Pilkada serentak pertama di Indonesia tinggal sehari lagi
dilaksanakan besok (9/12). Tiga hari ini aktivitas kampanye sudah tidak boleh
lagi dilakukan karena masuk masa tenang. Di media sosial, urusan pilkada tidak
terlalu ramai dibicarakan karena publik lebih tersita pada urusan Setya Novanto
dengan kasus “Papa Minta Saham” nya.
Namun ada juga yang mengaitkan kasus Setya Novanto dengan
Pilkada, beredar meme-meme yang menolak Kader Golkar di Pilkada karena terkait
dengan Setya Novanto. Namun hal ini diimbangi pula dengan anekdot-anekdot bahwa
di ajang Pilkada, PDIP juga banyak berkoalisi dengan Golkar.
Di kalangan buruh yang masih hangat dengan penolakan PP
78/2015 tentang pengupahan, muncul ajakan-ajakan untuk menolak pemimpin dari
PDIP (yang kebetulan menjadi partai utama pendukung Jokowi/presiden yang
melahirkan PP pengupahan yang ditentang buruh itu).

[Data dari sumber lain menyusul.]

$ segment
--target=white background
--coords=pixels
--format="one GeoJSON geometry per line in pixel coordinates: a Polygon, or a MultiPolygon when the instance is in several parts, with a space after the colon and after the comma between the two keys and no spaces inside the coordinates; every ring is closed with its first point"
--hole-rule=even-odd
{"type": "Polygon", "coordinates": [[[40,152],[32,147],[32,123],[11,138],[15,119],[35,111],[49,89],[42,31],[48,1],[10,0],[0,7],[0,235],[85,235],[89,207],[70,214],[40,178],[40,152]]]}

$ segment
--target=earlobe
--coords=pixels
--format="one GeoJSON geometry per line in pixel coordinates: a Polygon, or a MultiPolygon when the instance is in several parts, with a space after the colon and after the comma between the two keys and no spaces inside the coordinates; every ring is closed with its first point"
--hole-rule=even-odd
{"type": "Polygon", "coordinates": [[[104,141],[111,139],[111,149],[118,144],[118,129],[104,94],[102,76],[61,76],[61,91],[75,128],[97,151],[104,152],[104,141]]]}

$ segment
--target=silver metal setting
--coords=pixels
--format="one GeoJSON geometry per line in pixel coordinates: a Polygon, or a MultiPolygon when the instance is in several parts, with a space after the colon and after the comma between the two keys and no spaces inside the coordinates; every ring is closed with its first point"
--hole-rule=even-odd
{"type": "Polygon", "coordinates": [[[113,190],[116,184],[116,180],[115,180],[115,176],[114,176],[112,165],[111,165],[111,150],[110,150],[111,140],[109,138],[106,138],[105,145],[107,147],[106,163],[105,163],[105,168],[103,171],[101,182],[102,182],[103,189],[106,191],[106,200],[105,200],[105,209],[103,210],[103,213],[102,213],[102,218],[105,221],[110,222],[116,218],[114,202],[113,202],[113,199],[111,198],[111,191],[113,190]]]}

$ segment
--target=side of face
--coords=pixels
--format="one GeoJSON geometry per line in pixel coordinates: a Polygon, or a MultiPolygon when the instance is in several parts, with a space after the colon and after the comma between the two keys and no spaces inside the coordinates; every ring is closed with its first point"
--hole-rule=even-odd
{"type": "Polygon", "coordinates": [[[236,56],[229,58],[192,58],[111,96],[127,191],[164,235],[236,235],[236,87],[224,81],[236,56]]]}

Apakah yang menjadi alasan utama buruh mengajak untuk menolak
pemimpin dari PDIP ??
Ternyata ada 2 alasan utama mereka….
Pertama..Undang-Undang No 13 Tahun 2003 Tentang ketenagakerjaan
Undang-undang yang dianggap merugikan buruh ini memang lahir
pada masa Megawati Soekarno Putri berkuasa sebagai Presiden RI dengan didukung
oleh 38% kursi di DPR RI (rekor tertinggi perolehan kursi di DPR RI pada masa
orde reformasi hingga saat ini). Kalangan buruh menganggap banyak pasal-pasal
dalam undang-undang itu merugikan buruh.
Diantara yang merugikan adalah disahkannya outsourching atau
tenaga kerja lepas (pihak ketiga), berkurangnya besaran THR dan pengetatan
peraturan mogok kerja dimana jika Mogok Kerja Tanpa Ijin dianggap tidak sah dan
dapat dikenakan PHK Langsung. Selain itu ada juga aturan, jika perusahaan
memutus kontrak karyawan sebelum masa kontraknya habis maka perusahaan tidak
harus memberikan pesangon.
Masih banyak lagi kontroversi dengan lahirnya UU No 13 tahun
2013 tentang ketenagakerjaan yang lahir pada masa PDIP berkuasa ini. Yang jelas
hingga saat ini undang-undang ini terus berlaku.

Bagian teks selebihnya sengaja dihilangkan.